Fire safety and smoke alarms
Last published 01 Jun 2020
Preventing household fires and making sure your smoke alarms are working
We want to keep everyone in your household safe from fires
Our tips outline how to:
- prevent household fires with simple safety checks and preparation
- deal with a fire in your household
- make sure your smoke alarms are working.
How can I keep my home fire safe?
If there is a fire, dial 000
Many household fires can be prevented. Everyone in your household should know what they can do to reduce the danger of a fire in your home.
Here are a few simple things you can do:
- Regularly check risk areas
- Make sure you have working smoke alarms
- Prepare a home fire escape plan
Fire and Rescue NSW recommends regular and simple safety checks to make your home fire safe:
- Never smoke in bed.
- Never leave cooking unattended.
- Check electric blankets for damage (including frayed cords) and replace old ones regularly.
- Turn off electric blankets before getting into bed.
- Keep curtains, clothing, tablecloths and bedding away from heaters and candles.
- If you use a clothes dryer, clean the lint filter every time you use it.
- Only use one appliance for every powerpoint.
- Switch off appliances when you are not using them.
- Blow out candles or any other open flames before going to bed or leaving a room.
- Store matches and lighters away from young children.
- Test the smoke alarms every month by pressing and holding the button until it beeps.
If your alarm doesn’t beep when tested, report it to DCJ Housing. If you live in community housing, contact your housing provider to report faulty smoke alarms.
Housing Contact Centre 1800 422 322
How can I be prepared for a fire?
Talk to your family, including your children, about what to do if there is fire
- Point out where the smoke alarm is and explain what it does
- Develop a home escape plan – include a meeting place and two ways to get out of each room
- Discuss and practise the plan with everyone in the household and keep a copy handy
- Make sure keys to all locked doors are easy to access
If you are hearing impaired, you can have a strobe light connected to your smoke alarm.
How do I deal with a fire?
Your first priority is to ensure that you and your family are safe.
- Escape as quickly as possible and phone 000.
- Do not attempt to fight a fire.
- Do not go back inside to save your things.
- If there is smoke, cover your nose and mouth with a cloth and keep close to the floor.
- If a fire starts in your home or unit, leave straight away and close the front door firmly, use the nearest stairs to reach ground level and never use a lift if there is a fire.
- If a fire starts in another unit, or in a common area, leave the building if it is safe.
- If it is not safe to leave, phone 000 tell them your location, stay in your unit and close your doors and windows to keep the smoke out.

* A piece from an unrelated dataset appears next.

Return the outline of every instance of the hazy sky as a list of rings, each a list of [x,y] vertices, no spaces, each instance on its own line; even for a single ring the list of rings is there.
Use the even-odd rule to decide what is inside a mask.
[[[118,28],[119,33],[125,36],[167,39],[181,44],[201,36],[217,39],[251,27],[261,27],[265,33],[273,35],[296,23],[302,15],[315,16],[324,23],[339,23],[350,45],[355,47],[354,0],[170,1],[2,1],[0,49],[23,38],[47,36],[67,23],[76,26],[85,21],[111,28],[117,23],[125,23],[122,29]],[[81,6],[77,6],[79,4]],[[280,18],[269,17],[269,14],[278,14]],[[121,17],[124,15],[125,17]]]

- Heavy sleepers, such as children and those affected by alcohol or drugs, may not hear the alarm. You might need to offer help.
- If a family member has a hearing or mobility problem, ask someone to help them.

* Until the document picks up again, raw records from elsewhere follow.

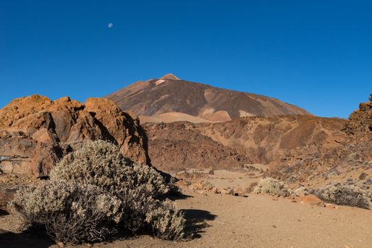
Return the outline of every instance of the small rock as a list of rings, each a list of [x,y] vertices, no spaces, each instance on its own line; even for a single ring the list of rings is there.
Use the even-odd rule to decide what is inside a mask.
[[[367,174],[366,173],[363,172],[362,174],[361,174],[359,175],[359,179],[364,180],[364,179],[366,179],[366,176],[367,176]]]
[[[301,195],[297,199],[301,204],[310,205],[324,206],[324,203],[315,195]]]
[[[221,191],[218,188],[216,188],[216,187],[213,187],[212,188],[212,192],[214,193],[221,193]]]
[[[234,195],[235,196],[241,196],[246,197],[246,194],[243,188],[234,188]]]
[[[324,203],[324,208],[336,208],[334,204],[332,203]]]
[[[224,188],[221,191],[221,193],[224,193],[225,195],[232,195],[234,194],[234,189],[231,188]]]

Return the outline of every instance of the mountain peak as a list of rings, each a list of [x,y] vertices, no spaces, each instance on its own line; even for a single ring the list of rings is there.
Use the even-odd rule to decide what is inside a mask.
[[[173,75],[173,74],[170,73],[166,75],[163,76],[159,79],[173,79],[173,80],[180,80],[179,78]]]

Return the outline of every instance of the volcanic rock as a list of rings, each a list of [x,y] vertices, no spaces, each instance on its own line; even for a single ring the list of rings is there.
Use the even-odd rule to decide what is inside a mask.
[[[142,123],[221,122],[245,116],[310,114],[278,99],[213,87],[167,74],[137,81],[106,96]]]
[[[0,110],[0,169],[46,176],[65,152],[64,144],[97,139],[109,140],[126,157],[150,164],[139,120],[108,99],[88,98],[83,104],[68,97],[17,98]]]

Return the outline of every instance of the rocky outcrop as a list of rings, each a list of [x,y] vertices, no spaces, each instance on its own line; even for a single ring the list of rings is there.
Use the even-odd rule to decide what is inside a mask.
[[[151,162],[162,170],[241,168],[251,163],[244,151],[202,135],[188,123],[144,125]]]
[[[371,120],[370,102],[361,103],[349,120],[253,116],[219,123],[143,126],[152,160],[165,170],[234,169],[251,162],[268,164],[267,176],[306,181],[372,167]]]
[[[150,164],[147,138],[138,118],[106,98],[85,103],[38,95],[17,98],[0,110],[0,169],[6,173],[48,171],[66,151],[65,144],[104,139],[127,157]]]
[[[372,94],[371,101],[361,103],[359,108],[349,117],[344,130],[359,140],[372,140]]]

Fire and Rescue NSW will advise when a person can re-enter a fire damaged property.
In most cases Fire and Rescue NSW will tell us when a fire has occurred. We will contact you to discuss how we can help, or you can phone us and we'll arrange help as fast as possible.

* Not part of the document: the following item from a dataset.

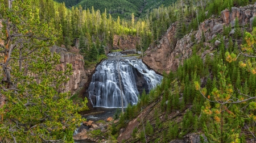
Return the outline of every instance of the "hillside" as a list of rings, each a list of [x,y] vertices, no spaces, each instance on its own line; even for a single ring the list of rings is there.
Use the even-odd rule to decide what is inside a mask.
[[[118,16],[126,19],[130,19],[132,13],[135,17],[139,17],[153,9],[159,6],[168,6],[175,2],[176,0],[55,0],[56,2],[65,2],[67,7],[81,5],[84,9],[91,9],[93,6],[95,10],[100,10],[103,12],[106,9],[107,12],[111,14],[112,17]]]

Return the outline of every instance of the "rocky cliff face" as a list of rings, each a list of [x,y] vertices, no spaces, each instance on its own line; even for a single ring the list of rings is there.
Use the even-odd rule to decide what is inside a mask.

Why do I need a smoke alarm in my home?
In NSW, the law requires you to have smoke alarms because they help to protect your life and your property. Smoke alarms detect smoke and fires early and sound a warning alarm. For this reason, you should not remove or damage them.
The standby battery in the alarm should last for five to 10 years. It does not fit into any other electrical appliance.
Smoke alarms in DCJ properties are connected to the house or unit’s wiring system. They are usually mounted in a high position located in the living room, hallway or bedrooms.
You will notice two different lights on your smoke alarm:
- A steady green light shows the alarm is being powered.
- A red light that flashes once a minute shows the alarm is working.
What should I do if the alarm goes off?
If your smoke alarm goes off and you smell smoke, everyone should leave the property immediately. Once outside, phone 000 and report the fire.
Smoke alarms can sometimes be triggered by cooking smoke or steam from showers. To help prevent this, ensure there is enough ventilation when cooking, showering or smoking. If these activities trigger the alarm, you can stop the beeping by pressing the hush button on the alarm or fanning away the smoke or steam.
If the power to your property is turned off, you will hear a short beep every few seconds. When the power is first connected to the alarm, it may sound for two to three seconds and continue to beep once every 40 seconds for around 10 minutes. This is normal.
If a smoke alarm sounds regularly for no clear reason, or you think it is not working properly, contact us. Community housing tenants must contact their provider directly.
How do I look after my smoke alarm?
- Do not remove or interfere with any parts of the smoke alarm – it’s against the law.
- A contractor checks the smoke alarm annually. We organise this with you. The law requires this to ensure your smoke alarm is working properly. Please give entry to the contractor.
- Do not attempt to open the alarm as it is connected to the main power supply and could give you an electric shock.
Insects may be attracted to smoke alarms and can trigger the alarm. If this occurs, spray the ceiling around the alarm with insect surface spray but never spray the alarm directly.